Sometimes I spend entire afternoons dreaming of what I could do with $40 million. The first thing I’d do, of course, is help the poor people of the world. That being done, I’d put in the new swimming pool—right next to the tennis court. And, of course, lottery winners have to have at least one new car. (And we’re not talkin’ Chevette here, either.)
Wouldn’t it be nice? Dinner out every night. Candlelight, soft music, menus—the kind without prices—printed in French. Weekdays on the golf course and weekends in the Bahamas. It wouldn’t be long before I’d forget the old life. It doesn’t take much to forget a ’72 Ford Maverick that’s falling apart (but we had some great times in that old car …).
Anyway, no more mowing the lawn or washing dishes. No more going to cheap theaters to see movies that were popular five months ago. Oh, there might be a few drawbacks. We’d probably have to take on a whole new bunch of friends; trade in our mutt, Fred, for a poodle named Fifi. But it would be nice.
No more boring Friday evenings singing around the piano.

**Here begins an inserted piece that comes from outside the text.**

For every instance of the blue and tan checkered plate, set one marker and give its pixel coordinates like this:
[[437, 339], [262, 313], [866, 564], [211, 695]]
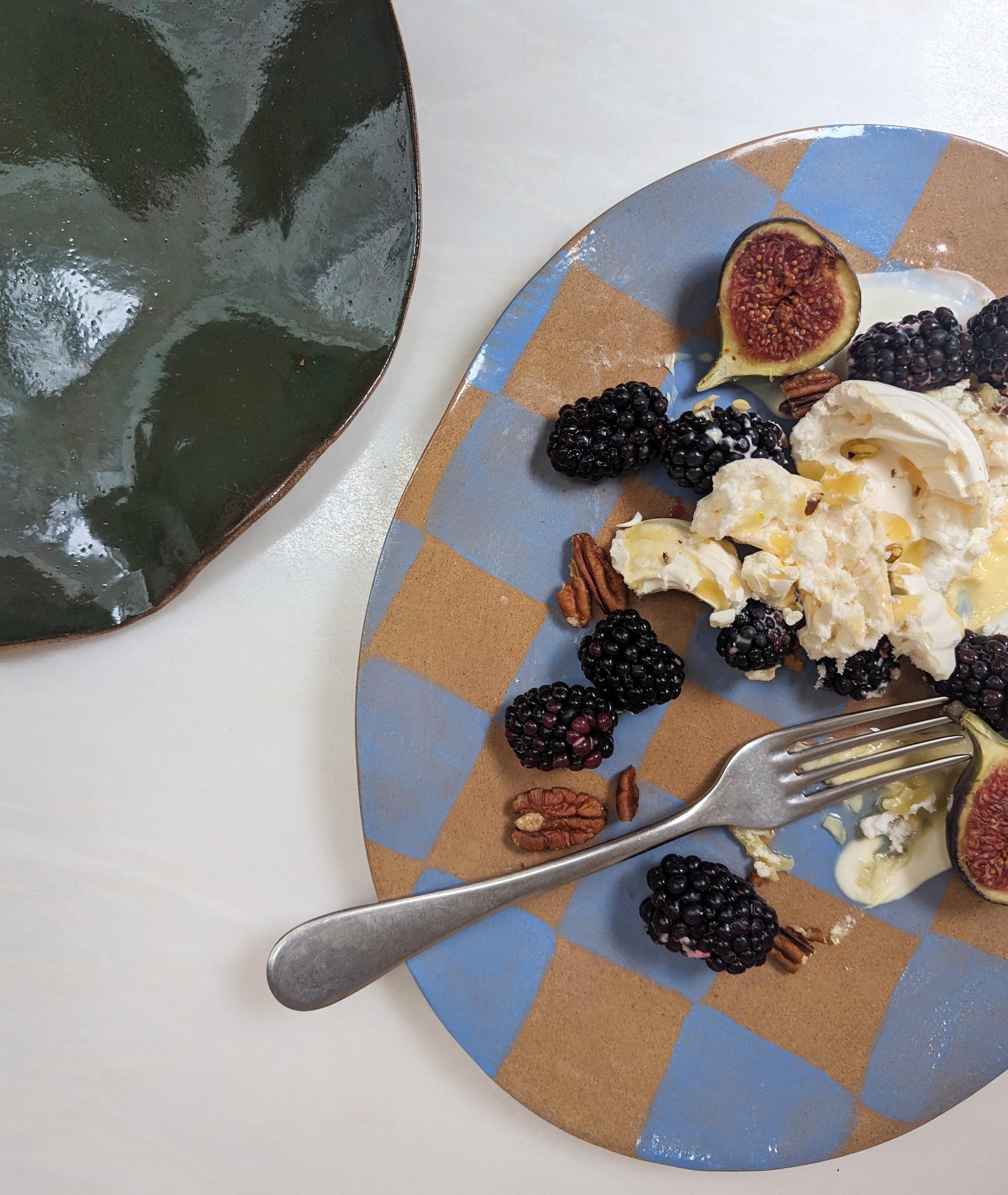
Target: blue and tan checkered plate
[[564, 1001]]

No more playing Trivial Pursuit till midnight, then discussing the logical merits of predestination till 3 A.M. No more sitting around a campfire trading puns till we cried with laughter. No more quiet evenings at home when all we needed was a bowl of popcorn, a liter of generic cola, and each other. No more winter mornings when the sight of a bright cardinal at the bird feeder was worth—well, $40 million.
EUTYCHUS
A Beautiful Cover
Thank you, Tim Botts, for the beautiful calligraphy adorning a wondrous text on the front page of the December 14 issue.
W. A. SAUNDERS
Ann Arbor, Mich.
To me it seems contradictory to publish a magazine with the title CHRISTIANITY TODAY and to quote on the cover a version that strips the Lord of his deity: “he appeared in a body.” The Authorized Bible reads: “God was manifest in the flesh.”
REV. KENNETH CODNER
Gove, Kans.
The Virgin Birth
Concerning “The Miracle of Christmas” [Editorial, Dec. 14], the Virgin Birth is truly a miracle to us. To God it was the only way! Satan got into the earth illegally, and the only way Jesus could come that would satisfy God’s rules was legally through birth of a woman.
MRS. HUGH GIBBONS
El Paso, Tex.
I found your reflections on the dogma of the Immaculate Conception to be a bit confusing. It seems to me that the teaching of the church on the Immaculate Conception addresses the question of the relationship between nature and grace, not the matter of human sexuality.
CAROL A. DWORKOWSKI
(no address given)
Hurray For Yancey!
Hurray! for Philip Yancey and his wonderful article “Living with Money” [Dec. 14]. My own journey with money paralleled Yancey’s: from unthinking acceptance of capitalism, American style, to a simple lifestyle.
DAN MCGERR
Chicago, Ill.
I started reading Yancey’s article with anticipation and ended up appalled, not only at its length, but at its complete poverty of ideas—not one new one that I could detect. His frequent use of the word “ungrace” (no Scripture reference given) was probably the low point of this soliloquy. If he wants to talk the matter over with his wife some week, that’s fine, but I object strenuously to using time set aside for reading in this fashion.
REV. JOSEPH H. GROTEPAN
Unicol, Tenn.
For the first time, I understand why giving stuff away is such giddy fun for me, why I wallow in guilt over the items I choose to keep, and why I feel persecuted when accused of not appreciating the value of a dollar. Especially helpful were Yancey’s admission that his struggle is permanent; his acknowledgement that economic specifics are confusing when based on Jesus’ experiences; and his assertion that giving money away disarms it of its hold on us.
SUZANNE WERKEMA
Whitehall, Mich.
It is unfortunate that Yancey’s experience with a simple lifestyle turned sour. He gave two reasons for abdicating such a position: (1) it led him into a kind of guilt-laden bondage, and (2) if everyone did it, the economics of Third World countries would be disrupted.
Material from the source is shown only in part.